To kickstart investment and demand, one will need to see Change in India before Make in India. The government is working hard to Change India and one has to be patient. Improvement in demand takes time, especially coming out of the tough few years. For example, the lagged effect of a fall in interest rates, low inflation and a well-distributed monsoon will help rural demand and the next two quarters are crucial for that.

Capital expenditure will improve when there is confidence on sustainability of demand and conviction that the government is fast executing on promises. India Inc will not increase capex only based on hopes and rate cuts. That is why I say the hope rally is over and recovery will be based on improvement in ground realities and in the speed of execution of reform measures. Ease of doing business is another big thing and when this happens, it could bring more investments in large projects. So, Change in India is very important.

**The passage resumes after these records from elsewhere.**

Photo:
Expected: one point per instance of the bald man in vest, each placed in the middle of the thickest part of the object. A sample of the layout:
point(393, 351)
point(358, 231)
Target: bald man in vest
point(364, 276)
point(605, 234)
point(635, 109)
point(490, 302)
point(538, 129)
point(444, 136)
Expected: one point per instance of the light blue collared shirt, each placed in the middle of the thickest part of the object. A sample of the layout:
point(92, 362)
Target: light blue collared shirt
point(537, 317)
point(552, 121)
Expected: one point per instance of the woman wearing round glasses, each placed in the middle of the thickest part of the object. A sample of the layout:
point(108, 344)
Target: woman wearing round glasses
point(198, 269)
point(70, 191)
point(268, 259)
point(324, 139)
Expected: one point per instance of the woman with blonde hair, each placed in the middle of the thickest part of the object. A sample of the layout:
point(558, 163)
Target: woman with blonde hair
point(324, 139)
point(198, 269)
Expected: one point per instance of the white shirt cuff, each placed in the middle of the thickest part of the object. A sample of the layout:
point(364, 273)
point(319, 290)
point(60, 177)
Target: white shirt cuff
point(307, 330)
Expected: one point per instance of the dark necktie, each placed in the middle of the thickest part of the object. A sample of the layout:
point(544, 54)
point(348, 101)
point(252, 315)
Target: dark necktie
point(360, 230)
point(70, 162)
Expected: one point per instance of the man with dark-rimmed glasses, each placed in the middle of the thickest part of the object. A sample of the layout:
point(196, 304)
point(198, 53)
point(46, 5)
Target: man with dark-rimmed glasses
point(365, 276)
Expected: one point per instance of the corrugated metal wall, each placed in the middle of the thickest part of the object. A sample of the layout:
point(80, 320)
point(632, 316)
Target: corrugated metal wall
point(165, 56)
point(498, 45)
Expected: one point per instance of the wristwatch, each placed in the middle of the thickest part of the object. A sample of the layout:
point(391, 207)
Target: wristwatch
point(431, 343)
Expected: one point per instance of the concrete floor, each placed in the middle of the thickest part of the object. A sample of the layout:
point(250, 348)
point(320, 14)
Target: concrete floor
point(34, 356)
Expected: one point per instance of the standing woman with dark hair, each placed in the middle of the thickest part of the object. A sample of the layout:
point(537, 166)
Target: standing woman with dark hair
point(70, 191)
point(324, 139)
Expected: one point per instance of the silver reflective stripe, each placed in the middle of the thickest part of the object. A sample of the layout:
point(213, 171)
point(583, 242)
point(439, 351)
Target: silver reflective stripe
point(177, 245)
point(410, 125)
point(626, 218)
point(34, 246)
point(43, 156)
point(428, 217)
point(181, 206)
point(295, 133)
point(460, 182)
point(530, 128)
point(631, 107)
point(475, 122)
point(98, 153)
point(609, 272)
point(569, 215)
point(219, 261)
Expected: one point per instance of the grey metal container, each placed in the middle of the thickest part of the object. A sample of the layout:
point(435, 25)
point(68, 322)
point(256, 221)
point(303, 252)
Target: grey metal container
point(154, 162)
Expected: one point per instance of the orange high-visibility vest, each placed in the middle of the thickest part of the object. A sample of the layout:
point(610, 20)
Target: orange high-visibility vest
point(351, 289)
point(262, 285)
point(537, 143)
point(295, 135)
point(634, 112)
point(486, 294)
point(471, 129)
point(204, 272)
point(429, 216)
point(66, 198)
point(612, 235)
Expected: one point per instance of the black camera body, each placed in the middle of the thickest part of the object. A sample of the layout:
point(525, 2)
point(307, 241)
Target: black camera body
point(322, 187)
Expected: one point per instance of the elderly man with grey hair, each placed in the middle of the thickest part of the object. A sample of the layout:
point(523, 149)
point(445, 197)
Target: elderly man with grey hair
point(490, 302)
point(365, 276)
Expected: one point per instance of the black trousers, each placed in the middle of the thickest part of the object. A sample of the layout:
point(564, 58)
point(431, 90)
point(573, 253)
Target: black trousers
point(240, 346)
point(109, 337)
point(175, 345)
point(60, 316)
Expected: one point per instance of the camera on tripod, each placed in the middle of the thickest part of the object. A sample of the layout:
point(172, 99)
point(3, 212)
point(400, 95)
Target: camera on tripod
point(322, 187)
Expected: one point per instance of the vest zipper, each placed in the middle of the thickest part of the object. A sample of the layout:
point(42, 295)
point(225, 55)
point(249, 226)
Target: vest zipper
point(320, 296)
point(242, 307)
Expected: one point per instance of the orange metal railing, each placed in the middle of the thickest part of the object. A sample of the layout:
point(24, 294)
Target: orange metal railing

What do you advise investors?

This is now a higher-top, higher-bottom market. Hence, any dips like the current one should be used to acquire equities. The last quarter's (of 2014-15) earnings were not as bad as feared and when one sees revival in the Indian economy, suddenly markets and stocks will start looking cheap on FY17 earnings.

Are current valuations reasonable?

I say this is now a stock-specific market. The Sensex is not cheap. Especially, the stocks you want to buy like information technology, consumer goods and pharmaceuticals are very expensive; other sectors are very cheap. Overall, the valuations are reasonable, especially after the recent correction, and individual stocks can still give outstanding returns in a few years.